Rarely are they spread evenly through the night. Most of the time they come in groups or clusters and this would be especially true of someone who is having primarily sleep onset centrals and not many the rest of the night. Sleep onset centrals are considered normal and are not normally that big of a deal unless there's so many of them that oxygen levels drop and/or the person having them keeps bouncing out of sleep and has a hard time actually getting past that little bit of sleep stage transition where they are occurring. So they can still mess with a person's sleep quality and cause oxygen level desats.
Also...remember this is a per hour average and without seeing exactly when or where these 40 centrals (using that 8 hour times 5 per hour example) but I bet that the bulk of them were actually during sleep onset stage...so you might have had 20 of them in 30 minutes and that would give you 40 per hour and thus the index of 5.
5 doesn't sound bad but if you have all 40 in one hour when you are trying to go to sleep then it gets your attention.
So there's more to evaluating how severe a person's sleep apnea might be and this is true of plain obstructive sleep apnea or complex sleep apnea or central sleep apnea
But the medical profession has come up with the AHI standard to go by initially...while on the back burner we really need to also evaluate when these events are happening and are they in nasty clusters and are they causing oxygen level drops and are they seriously impacting sleep quality itself.
For me my OSA is worse in REM stage sleep where my AHI was 50 something and in non REM sleep my AHI wasn't horribly exciting at 12 per hour BUT in non REM sleep I was having some massive long apnea events and my oxygen level dropped to 73%...so while 12 per hour may not be "bad" by the AHI standards it was sure bad from an oxygen standpoint.
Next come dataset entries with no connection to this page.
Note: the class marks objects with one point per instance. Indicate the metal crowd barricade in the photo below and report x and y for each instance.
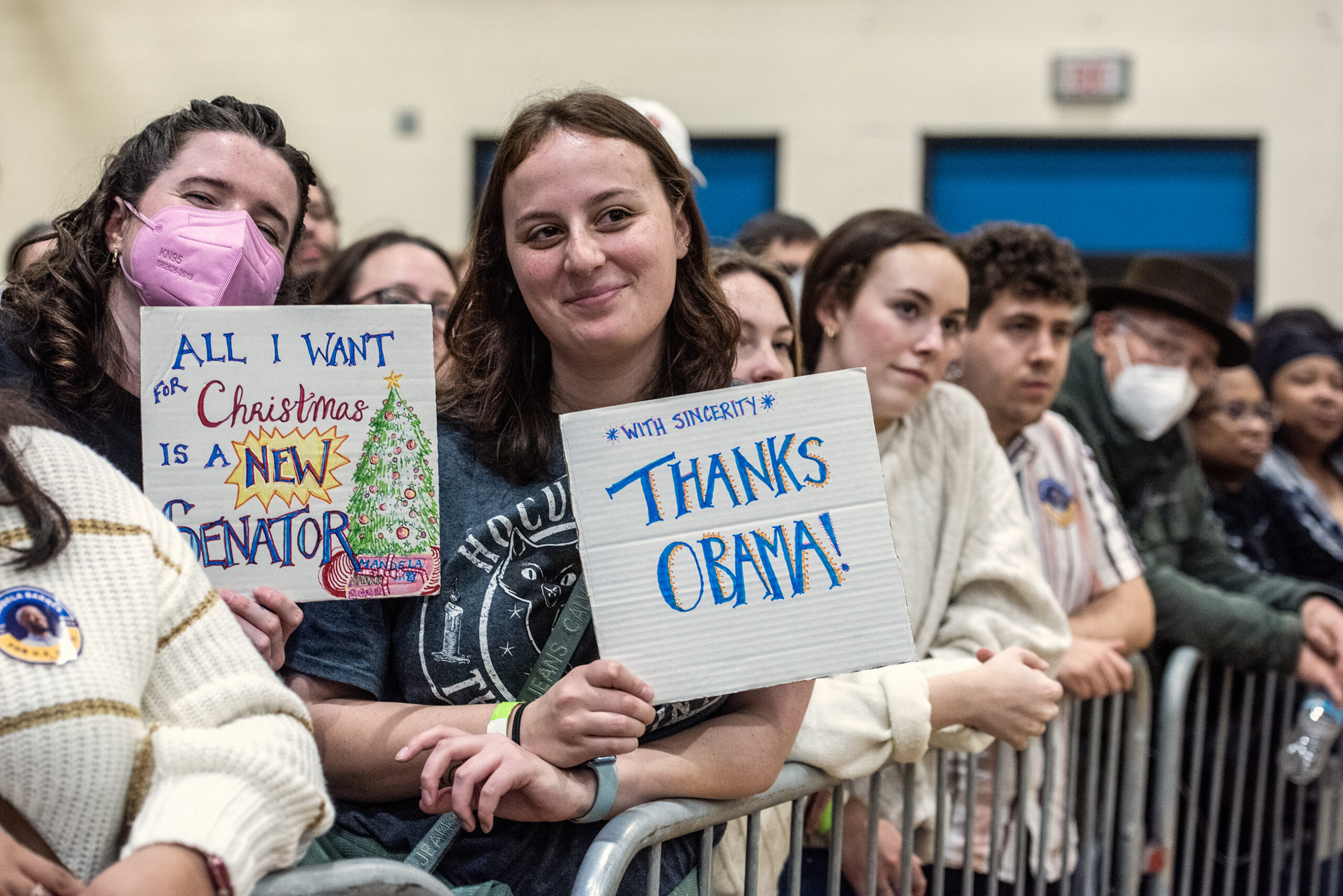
(1106, 813)
(1104, 803)
(354, 878)
(1202, 806)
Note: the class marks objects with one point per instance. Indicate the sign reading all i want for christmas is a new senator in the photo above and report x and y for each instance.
(738, 539)
(294, 448)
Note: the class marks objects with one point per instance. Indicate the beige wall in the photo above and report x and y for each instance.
(849, 87)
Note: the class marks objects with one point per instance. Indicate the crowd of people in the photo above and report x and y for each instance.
(1075, 472)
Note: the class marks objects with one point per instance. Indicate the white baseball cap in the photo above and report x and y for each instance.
(672, 130)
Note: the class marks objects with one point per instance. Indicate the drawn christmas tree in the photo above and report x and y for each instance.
(394, 509)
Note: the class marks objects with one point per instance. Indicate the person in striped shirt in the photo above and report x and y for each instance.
(1025, 286)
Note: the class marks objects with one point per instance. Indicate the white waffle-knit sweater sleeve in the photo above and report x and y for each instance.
(860, 722)
(236, 767)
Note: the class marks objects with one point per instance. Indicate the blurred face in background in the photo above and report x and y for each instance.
(905, 324)
(322, 236)
(792, 257)
(1308, 398)
(407, 274)
(764, 351)
(1154, 338)
(1232, 426)
(1016, 359)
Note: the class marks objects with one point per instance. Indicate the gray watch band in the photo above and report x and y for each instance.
(606, 785)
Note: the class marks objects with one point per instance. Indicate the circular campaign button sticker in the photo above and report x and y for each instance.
(37, 628)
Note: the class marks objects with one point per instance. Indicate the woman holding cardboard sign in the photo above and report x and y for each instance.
(887, 292)
(589, 286)
(202, 207)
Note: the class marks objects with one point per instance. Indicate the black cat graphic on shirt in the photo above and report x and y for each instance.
(540, 577)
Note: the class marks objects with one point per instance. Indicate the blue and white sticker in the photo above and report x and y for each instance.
(1059, 503)
(37, 628)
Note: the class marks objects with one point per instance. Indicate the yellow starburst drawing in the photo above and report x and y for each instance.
(286, 466)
Then when I would go into REM stage sleep those long apnea events totally trashed my sleep architecture and kept waking me up.
No wonder I woke up a gazillion times a night and had some killer headaches in the AM and had to pee every hour on the hour during the night.
So try not to dwell too much on just that 5.1 central index...sounds like your doctor is also seeing the other stuff that can impact your sleep and overall health and feels it needs fixing and the ASV machine was determined to be the best way to address your problem.
I imagine that there is more to your sleep study that needs fixing than just that overall hourly average....either numerous wake up which prevent your getting the needed sleep stages...or maybe desats or maybe so close together it is a problem or maybe all of the above.